Federal Parliamentary Secretary for Foreign Affairs
- In office 27 September 2018 – 10 April 2022
- Prime Minister: Imran Khan

Member of the National Assembly of Pakistan
- In office 13 August 2018 – 11 August 2023
- Constituency: Reserved seat for women

Personal details
- Born: Lahore, Punjab, Pakistan
- Party: IPP (2023-present)
- Other political affiliations: PTI (2018-2023)
- Spouse: Nasir Abbas
- Children: Zainab Abbas

= Andleeb Abbas =

Pakistani politician

Andleeb Abbas is a Pakistani politician who has been a member of the National Assembly of Pakistan from August 2018 till January 2023.

==Political career==
She ran for the seat of the Senate of Pakistan as a candidate of Pakistan Tehreek-e-Insaf (PTI) in the 2018 Pakistani Senate election but was unsuccessful. She received 46 votes and lost the seat to Nuzhat Sadiq.

She was elected to the National Assembly of Pakistan as a candidate of PTI on a reserved seat for women from Punjab in the 2018 Pakistani general election.

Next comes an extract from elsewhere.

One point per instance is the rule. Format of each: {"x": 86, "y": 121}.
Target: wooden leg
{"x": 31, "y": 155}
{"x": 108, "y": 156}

On 27 September 2018, Prime Minister Imran Khan appointed her as Federal Parliamentary Secretary for Foreign Affairs.

==Personal life==
Andleeb's husband Nasir Abbas is a former first-class cricketer who played for Faisalabad and Hafizabad as a bowler. They have a daughter, Zainab Abbas, who is a television sports presenter.